I put up with this for several weeks and then went to a lab where tests were performed on my blood to see what pathogens I had in my system. By the time I got the results (about ten days later), I was feeling somewhat better.

I handed the lab report to a doctor here in Guadalajara. Wow!” he said. “This is a list of some of the deadliest viruses around. You had eleven of them, including H1N1 and H3N2, but now you're completely clear. How did you do it?”

It wasn't the antibiotics, I was told, “because they don't work against viruses.”

In my opinion, this was a dramatic example of my “self-healing system” at work, but by no means the only one.
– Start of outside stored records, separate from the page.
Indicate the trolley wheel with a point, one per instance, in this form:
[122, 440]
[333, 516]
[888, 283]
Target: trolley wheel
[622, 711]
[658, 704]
Over many years I've seen my body heal fractured ribs, free me of frequent headaches and entirely eliminate salmonella bacteria which had been hiding for years in my spleen – unreachable by antibiotics.

What I'm calling the self-healing system is usually referred to as the immune system, but because it works 24 hours a day to repair just about any anomaly that comes along, the word “immune” doesn't do justice to this inner doctor's wide-ranging expertise.

Recently, a team of doctors from Harvard University began a project to study the body's ability to heal itself. They were inspired to do this after witnessing dramatic clinical tests involving the placebo effect. In one such study, which took place in Houston, Texas, arthroscopic surgery was performed on people with a crippling knee problem. A second group of volunteers with precisely the same problem underwent a simulated operation in which cuts were made in their knees, but the cartilage-smoothing procedure required was not performed. To add realism to the simulated operation, a tape recording of the real procedure was played while the patient was under sedation.